An agent for scanning application source for security vulnerabilities
This agent is a specialized Static Application Security Testing (SAST) framework designed to evaluate the capabilities of Large Language Models (LLMs) in identifying security vulnerabilities in source code.
It operates by presenting the LLM with a “challenge,” a codebase containing known, predefined vulnerabilities.
The agent then prompts the model to act as a security expert, analyze the files, and report any security issues it discovers.
The agent tracks the findings and scores the model’s performance by comparing its results against a manifest of the known vulnerabilities, providing metrics like coverage and accuracy.
The primary purpose of this agent is to benchmark and compare the effectiveness of different LLMs for security code review tasks.
It is intended for researchers and security professionals who want to quantitatively measure a model’s ability to detect various types of vulnerabilities (e.g., SQL Injection, XSS, Command Injection) in a controlled and reproducible environment.
The agent is a Python command-line application.
The agent operates on a local collection of code “challenges” located in the challenges directory.
For its container mode, a running Docker daemon is required on the host machine.
Challenge-Based Evaluation: Runs security analysis on pre-defined coding challenges, each with a manifest of known vulnerabilities.
**Dual Operation Modes:
Direct Mode: The LLM is given a list of files and can request to read them one by one. This tests the model’s ability to analyze code when the content is provided directly.

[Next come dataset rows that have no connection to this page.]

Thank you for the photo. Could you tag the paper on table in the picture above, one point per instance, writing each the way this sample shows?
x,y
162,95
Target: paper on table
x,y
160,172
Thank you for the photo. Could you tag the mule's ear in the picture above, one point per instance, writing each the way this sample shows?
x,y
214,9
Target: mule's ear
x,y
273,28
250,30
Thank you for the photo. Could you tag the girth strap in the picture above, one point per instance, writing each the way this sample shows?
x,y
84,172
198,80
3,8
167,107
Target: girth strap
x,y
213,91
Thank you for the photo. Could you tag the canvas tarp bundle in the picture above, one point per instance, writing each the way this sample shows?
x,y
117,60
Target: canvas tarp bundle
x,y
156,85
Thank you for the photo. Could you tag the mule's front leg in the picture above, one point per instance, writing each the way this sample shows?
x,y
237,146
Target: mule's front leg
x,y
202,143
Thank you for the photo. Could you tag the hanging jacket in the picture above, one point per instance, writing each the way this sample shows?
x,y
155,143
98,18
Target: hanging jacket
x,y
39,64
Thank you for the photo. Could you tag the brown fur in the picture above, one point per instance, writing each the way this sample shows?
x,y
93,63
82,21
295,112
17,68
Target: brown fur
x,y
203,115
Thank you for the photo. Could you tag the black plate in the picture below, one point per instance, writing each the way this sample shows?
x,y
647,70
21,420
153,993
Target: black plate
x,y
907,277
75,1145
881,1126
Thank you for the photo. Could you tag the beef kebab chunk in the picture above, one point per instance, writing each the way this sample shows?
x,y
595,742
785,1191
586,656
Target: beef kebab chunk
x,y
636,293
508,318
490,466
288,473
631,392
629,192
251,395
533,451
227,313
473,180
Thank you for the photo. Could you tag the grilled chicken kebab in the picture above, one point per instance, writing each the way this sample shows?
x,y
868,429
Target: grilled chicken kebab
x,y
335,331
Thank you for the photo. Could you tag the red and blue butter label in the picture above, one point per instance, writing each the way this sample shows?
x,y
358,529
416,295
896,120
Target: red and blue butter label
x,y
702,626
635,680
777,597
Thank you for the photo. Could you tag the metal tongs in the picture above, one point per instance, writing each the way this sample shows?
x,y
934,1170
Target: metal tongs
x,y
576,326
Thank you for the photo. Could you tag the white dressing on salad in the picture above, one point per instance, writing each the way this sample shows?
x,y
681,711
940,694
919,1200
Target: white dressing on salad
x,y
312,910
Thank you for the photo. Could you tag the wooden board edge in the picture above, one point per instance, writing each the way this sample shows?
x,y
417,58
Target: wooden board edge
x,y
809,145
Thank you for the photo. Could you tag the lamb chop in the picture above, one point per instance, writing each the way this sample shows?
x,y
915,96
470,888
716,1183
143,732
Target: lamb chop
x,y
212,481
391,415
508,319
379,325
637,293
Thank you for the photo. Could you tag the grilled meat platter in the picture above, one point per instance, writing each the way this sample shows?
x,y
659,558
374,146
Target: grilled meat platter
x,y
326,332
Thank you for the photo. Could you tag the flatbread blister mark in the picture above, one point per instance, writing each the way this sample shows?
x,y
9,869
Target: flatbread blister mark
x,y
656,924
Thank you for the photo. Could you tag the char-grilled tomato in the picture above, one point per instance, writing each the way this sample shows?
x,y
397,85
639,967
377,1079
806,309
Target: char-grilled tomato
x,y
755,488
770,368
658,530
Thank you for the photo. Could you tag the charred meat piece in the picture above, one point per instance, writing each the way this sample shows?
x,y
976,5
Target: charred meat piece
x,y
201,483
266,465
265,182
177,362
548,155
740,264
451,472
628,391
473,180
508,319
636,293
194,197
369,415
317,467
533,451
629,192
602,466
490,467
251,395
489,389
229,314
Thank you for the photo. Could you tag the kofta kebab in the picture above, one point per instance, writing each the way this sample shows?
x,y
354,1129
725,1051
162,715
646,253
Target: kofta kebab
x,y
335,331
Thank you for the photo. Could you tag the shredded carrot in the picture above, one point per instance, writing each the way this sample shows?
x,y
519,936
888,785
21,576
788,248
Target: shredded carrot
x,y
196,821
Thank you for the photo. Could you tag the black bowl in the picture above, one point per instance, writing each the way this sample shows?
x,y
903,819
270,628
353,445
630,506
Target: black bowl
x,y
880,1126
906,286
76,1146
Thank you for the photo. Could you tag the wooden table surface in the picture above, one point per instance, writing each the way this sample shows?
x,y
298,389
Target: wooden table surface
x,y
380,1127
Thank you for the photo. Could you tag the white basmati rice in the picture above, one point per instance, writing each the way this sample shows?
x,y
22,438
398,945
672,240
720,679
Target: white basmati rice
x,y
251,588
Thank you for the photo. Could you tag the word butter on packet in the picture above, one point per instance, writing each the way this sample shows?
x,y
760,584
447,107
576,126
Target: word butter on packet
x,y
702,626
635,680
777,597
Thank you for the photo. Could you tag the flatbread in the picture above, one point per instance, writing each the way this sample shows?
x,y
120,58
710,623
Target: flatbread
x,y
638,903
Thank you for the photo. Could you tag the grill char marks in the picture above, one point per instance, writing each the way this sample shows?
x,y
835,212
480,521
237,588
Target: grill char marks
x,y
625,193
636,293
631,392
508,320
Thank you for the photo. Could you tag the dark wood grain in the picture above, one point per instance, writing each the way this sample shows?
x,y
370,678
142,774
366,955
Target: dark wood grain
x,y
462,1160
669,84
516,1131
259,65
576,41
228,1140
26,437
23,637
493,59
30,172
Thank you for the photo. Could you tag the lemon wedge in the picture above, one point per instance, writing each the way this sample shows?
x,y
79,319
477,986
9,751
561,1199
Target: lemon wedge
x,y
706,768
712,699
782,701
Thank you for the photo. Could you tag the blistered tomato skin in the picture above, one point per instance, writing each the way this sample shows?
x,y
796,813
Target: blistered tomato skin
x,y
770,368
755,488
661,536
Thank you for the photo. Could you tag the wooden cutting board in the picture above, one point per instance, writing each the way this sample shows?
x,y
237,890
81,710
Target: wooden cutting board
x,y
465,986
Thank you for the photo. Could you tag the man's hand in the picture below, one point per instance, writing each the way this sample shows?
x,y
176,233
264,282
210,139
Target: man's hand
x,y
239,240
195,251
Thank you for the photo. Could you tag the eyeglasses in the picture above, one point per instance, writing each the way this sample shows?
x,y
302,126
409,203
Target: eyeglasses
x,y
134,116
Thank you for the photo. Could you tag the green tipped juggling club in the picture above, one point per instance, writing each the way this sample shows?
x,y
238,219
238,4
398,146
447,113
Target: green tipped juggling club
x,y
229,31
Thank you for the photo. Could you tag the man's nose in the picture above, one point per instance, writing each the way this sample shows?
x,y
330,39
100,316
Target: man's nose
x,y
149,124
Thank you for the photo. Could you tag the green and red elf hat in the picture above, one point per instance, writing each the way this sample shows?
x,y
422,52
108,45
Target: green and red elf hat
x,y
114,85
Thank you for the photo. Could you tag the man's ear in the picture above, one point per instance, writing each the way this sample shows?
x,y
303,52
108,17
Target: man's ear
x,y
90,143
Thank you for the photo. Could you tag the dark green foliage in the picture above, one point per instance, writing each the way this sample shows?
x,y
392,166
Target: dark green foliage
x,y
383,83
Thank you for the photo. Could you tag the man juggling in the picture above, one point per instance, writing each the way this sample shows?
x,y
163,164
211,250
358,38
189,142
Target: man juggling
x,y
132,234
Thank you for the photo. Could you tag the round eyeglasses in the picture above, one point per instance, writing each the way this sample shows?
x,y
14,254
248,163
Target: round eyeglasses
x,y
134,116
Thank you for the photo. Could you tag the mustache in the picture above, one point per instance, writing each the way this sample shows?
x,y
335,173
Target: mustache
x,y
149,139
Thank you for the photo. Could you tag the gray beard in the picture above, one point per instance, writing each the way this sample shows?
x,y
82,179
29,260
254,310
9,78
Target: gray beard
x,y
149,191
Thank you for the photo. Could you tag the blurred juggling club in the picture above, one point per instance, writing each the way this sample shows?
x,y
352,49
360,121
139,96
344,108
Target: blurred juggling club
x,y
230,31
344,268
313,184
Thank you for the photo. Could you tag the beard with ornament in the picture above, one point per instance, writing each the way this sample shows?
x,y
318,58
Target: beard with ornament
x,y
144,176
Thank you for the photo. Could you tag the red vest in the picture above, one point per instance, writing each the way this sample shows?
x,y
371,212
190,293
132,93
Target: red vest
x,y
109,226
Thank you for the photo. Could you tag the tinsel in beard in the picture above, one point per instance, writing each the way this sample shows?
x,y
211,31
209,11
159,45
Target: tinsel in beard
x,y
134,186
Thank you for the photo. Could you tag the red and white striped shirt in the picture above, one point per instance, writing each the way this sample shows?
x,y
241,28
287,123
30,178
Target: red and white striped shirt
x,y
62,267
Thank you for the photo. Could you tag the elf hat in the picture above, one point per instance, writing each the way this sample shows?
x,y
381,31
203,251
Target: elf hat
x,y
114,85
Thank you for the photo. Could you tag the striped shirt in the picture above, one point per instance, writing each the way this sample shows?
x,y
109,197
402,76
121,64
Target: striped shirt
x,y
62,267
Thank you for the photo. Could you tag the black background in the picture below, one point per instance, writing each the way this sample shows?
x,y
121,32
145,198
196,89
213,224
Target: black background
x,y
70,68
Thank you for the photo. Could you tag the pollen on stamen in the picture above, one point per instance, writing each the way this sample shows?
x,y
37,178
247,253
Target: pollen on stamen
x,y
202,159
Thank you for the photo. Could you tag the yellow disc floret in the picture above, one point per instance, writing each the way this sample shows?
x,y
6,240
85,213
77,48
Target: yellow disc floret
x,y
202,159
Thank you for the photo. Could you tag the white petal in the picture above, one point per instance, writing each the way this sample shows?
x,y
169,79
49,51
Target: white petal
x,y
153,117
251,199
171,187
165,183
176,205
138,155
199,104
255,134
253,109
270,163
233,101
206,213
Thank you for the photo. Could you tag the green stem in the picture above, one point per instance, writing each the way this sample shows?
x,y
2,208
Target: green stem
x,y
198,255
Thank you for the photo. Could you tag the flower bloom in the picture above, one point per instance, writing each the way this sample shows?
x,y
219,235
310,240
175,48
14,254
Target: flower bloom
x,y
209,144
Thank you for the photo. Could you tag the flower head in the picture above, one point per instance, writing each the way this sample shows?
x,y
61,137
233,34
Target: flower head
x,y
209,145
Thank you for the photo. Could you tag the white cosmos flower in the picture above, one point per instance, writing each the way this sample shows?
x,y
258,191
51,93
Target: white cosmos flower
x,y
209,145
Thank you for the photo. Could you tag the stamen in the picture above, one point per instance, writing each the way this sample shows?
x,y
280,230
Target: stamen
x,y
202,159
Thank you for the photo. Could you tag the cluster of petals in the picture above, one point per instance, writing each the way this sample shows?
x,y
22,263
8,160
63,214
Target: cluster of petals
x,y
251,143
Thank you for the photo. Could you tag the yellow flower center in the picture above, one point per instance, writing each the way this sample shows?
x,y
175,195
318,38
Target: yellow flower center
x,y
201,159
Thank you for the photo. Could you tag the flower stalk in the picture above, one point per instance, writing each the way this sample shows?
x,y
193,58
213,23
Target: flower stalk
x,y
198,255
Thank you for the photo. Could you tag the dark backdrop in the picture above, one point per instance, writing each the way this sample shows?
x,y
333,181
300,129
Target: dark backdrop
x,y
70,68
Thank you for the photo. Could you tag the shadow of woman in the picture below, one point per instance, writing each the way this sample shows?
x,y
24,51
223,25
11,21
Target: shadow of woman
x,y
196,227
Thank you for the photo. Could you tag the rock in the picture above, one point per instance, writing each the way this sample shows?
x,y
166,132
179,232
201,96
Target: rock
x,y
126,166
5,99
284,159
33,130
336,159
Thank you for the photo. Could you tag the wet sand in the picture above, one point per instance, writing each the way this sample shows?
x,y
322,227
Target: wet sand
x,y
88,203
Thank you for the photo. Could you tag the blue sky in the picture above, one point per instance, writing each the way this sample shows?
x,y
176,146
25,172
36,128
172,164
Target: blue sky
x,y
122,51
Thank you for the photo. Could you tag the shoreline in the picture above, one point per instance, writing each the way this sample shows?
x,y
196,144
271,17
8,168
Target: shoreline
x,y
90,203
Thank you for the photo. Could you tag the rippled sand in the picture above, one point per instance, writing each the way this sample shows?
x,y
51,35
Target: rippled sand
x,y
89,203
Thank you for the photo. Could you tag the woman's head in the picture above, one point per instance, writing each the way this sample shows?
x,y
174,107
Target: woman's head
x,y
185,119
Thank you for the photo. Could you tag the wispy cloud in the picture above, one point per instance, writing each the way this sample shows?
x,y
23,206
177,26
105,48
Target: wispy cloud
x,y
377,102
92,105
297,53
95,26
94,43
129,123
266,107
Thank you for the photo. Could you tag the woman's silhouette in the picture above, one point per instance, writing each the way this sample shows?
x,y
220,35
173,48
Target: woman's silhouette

Container Mode: The LLM is placed in a sandboxed shell environment with the source code mounted. It must use shell commands (ls, cat, grep, etc.) to explore and analyze the files, testing its tool-use and planning capabilities.
Automated Scoring: Automatically validates the LLM’s reported findings against the ground truth from the challenge manifest, tracking metrics for valid findings, duplicates, and overall coverage.
Structured Vulnerability Reporting: Defines a clear schema for the LLM to report vulnerabilities, including the vulnerability type, description, file, function, and line number.
Customizable System Prompts: Allows for easy modification of the system prompt and the addition of suffixes to test how different instructions affect model performance.
Concurrent Execution: Leverages asyncio to run evaluations for multiple challenges in parallel, speeding up the testing process.